Given my profession is there any doubt I would like diamonds. There is a large diamond going to be sold this month in Hong Kong that will probably create history. A lot of buzz going on about this beautiful diamond given its size and colour but I am going to leave talking about it till next month when I will update what it sells for.
However, there are diamonds I want to talk to you about. You may not know of them but they are part of the history of diamonds and man’s fascination with the pebbles of the earth.
The Star of South Africa an 83.50 carat crystal was found in 1869 near Orange River near Hopetown.
The crystal was cut into this 47.69 carat flawless pear shape as seen here in the detachable pendant by Cartier in 1910″s.

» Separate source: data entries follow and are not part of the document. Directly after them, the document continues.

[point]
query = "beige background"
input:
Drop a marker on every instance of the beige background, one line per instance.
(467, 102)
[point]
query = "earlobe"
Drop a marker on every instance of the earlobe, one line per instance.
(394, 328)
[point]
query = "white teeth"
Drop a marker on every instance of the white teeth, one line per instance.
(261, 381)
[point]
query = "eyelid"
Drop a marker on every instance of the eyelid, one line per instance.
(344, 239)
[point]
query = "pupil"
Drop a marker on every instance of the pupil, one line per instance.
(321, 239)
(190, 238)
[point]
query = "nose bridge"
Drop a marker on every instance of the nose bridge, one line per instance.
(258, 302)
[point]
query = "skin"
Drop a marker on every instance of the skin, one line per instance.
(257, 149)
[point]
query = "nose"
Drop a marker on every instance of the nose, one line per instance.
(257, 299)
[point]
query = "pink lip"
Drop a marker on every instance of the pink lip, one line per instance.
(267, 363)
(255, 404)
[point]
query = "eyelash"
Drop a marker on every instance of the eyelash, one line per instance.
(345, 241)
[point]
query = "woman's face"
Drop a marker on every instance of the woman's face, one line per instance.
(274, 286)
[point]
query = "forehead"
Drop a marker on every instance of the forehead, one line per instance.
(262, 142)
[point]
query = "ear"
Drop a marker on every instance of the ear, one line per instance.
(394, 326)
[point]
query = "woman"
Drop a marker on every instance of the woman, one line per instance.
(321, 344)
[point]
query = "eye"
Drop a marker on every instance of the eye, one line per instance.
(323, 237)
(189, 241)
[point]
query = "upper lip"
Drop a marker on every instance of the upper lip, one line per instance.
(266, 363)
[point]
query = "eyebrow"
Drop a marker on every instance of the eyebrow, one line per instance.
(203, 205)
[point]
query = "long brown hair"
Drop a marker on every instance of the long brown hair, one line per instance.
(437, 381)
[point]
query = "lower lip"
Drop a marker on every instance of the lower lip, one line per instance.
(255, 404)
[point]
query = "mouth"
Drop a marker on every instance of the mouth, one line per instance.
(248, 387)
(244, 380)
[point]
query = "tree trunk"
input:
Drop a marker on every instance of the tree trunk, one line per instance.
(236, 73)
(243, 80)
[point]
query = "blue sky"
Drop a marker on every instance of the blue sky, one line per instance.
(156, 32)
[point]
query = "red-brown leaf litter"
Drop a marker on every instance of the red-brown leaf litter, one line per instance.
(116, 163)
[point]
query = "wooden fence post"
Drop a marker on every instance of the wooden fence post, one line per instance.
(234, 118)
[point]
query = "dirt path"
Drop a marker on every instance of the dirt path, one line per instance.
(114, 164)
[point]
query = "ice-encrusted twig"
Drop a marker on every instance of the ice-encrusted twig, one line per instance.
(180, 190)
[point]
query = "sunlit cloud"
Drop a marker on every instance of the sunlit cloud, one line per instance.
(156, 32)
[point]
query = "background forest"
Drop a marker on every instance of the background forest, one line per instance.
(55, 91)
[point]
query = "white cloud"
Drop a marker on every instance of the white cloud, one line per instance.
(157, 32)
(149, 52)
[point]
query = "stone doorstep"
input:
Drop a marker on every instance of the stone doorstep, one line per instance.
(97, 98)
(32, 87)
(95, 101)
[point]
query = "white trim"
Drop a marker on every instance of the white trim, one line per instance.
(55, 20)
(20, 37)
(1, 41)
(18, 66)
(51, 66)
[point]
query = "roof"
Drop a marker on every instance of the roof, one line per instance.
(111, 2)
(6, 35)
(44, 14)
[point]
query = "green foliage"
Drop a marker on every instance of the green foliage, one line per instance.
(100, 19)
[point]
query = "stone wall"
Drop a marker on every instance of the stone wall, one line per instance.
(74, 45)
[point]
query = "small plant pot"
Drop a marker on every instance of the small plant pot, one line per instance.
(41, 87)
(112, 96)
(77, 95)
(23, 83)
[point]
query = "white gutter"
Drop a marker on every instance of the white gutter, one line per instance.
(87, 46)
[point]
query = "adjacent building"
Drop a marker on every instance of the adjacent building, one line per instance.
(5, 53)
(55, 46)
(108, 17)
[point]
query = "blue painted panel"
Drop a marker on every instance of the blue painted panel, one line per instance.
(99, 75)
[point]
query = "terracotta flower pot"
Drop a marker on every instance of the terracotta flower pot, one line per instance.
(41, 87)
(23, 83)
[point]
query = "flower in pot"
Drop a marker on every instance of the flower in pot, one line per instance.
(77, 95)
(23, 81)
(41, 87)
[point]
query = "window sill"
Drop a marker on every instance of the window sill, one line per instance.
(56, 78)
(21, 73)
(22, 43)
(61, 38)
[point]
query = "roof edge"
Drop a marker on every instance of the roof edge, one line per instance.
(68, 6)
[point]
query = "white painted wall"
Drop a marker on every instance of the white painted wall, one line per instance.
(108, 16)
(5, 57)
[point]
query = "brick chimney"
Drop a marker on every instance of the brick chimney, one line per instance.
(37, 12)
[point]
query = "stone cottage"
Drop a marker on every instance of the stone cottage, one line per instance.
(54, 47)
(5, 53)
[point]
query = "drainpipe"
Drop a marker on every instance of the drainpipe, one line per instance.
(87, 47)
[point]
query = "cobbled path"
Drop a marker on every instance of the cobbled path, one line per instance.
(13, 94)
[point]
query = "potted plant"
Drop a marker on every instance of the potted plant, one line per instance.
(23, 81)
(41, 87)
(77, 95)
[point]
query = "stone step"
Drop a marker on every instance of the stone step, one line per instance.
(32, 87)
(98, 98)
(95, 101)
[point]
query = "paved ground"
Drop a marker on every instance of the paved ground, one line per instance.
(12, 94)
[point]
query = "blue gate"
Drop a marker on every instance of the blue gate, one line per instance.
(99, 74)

The story of the discovery of this important diamond has some variations but in essence, it was bought from a shepherd, who had discovered it, by Schalk Van Niekark for the sum of 500 sheep, 10 cattle and 1 horse. Schalk then sold the Star rough “pebble for $56,000 in Hopetown. This diamond was important as it started the African diamond rush. The Star of South Africa was said to have been fashioned by Louis Hond. Today this is in a private collection.
The Star of South Africa was not the only important diamond to have passed through Schalk Van Niekark’s hand.

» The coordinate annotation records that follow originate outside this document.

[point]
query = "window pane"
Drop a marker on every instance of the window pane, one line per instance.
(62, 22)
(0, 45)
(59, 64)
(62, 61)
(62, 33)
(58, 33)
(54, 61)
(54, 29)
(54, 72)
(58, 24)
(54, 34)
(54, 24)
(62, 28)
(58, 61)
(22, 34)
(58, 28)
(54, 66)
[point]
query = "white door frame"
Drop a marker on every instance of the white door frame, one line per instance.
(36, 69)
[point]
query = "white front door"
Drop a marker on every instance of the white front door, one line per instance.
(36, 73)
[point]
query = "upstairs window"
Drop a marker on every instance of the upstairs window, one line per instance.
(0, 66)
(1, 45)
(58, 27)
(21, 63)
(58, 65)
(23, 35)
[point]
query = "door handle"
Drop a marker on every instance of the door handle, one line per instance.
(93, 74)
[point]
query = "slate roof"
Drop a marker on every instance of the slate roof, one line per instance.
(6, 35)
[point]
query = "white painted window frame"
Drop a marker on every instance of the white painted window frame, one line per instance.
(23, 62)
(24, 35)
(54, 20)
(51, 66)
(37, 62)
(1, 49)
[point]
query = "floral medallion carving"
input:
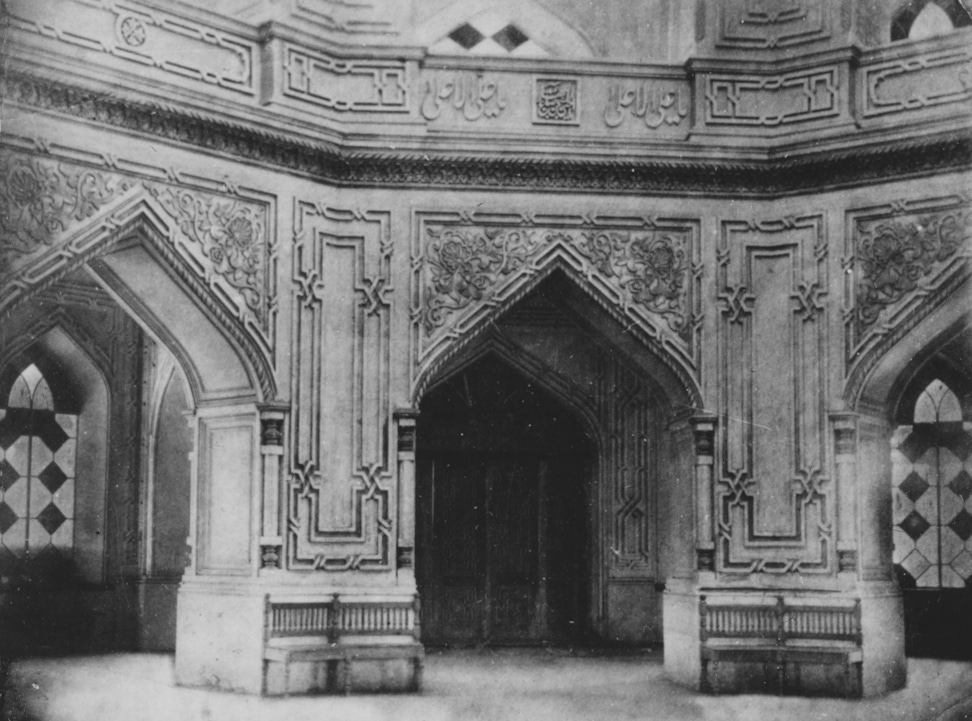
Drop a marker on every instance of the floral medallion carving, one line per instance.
(896, 255)
(653, 267)
(39, 200)
(466, 265)
(56, 214)
(230, 233)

He also was instrumental in discovering the “Eureka” diamond which was the first diamond discovered in South Africa. There are conflicting stories but it is said that a 15 year old boy named Erasmus Jacobs, who found the crystal on the banks of the Orange River in 1866, kept it a while before he gave it to his farmer neighbour Schalk van Niekark whom he knew liked unusual stones.

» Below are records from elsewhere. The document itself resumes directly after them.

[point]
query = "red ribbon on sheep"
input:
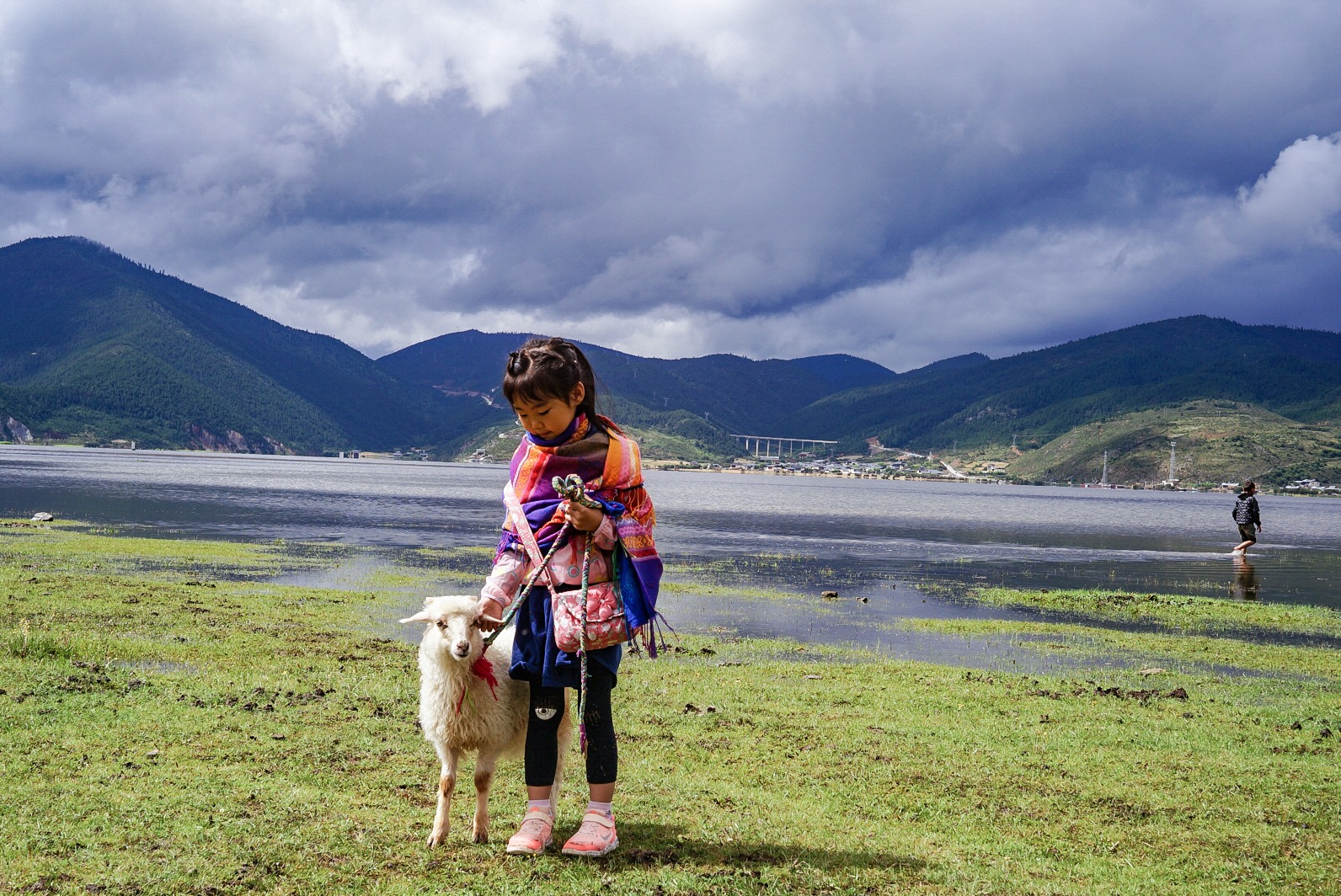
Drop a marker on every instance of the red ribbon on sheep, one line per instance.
(483, 669)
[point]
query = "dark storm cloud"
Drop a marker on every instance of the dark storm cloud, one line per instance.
(903, 181)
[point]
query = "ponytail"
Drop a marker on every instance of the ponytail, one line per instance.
(550, 368)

This brilliant cut diamond is not exceptional, especially by todays standards, being of a brown yellow colouration with many imperfections and inclusions. The crystal was 21.25 carat rough finished down to a 10.73 carat faceted gems. It was identified by Dr. W. G. Atherstone of Grahamstown, one of the few people who knew anything about minerals and gems. I believe today it is the property of the Government of the Republic of South Africa.
Another interesting diamond is the Shah Jahan Diamond which is a 56.71 carat pink table cut octagonal shape. It has been confirmed by experts to have been worn in the turban of Shah Jahan in his miniature portrait done 1616-17. It is held in a private collection. The stone has two holes in it which allowed the sewing it into a turban.
There are many more interesting diamonds that I will be exploring in upcoming blogs for you. I hope you enjoy it as much as I.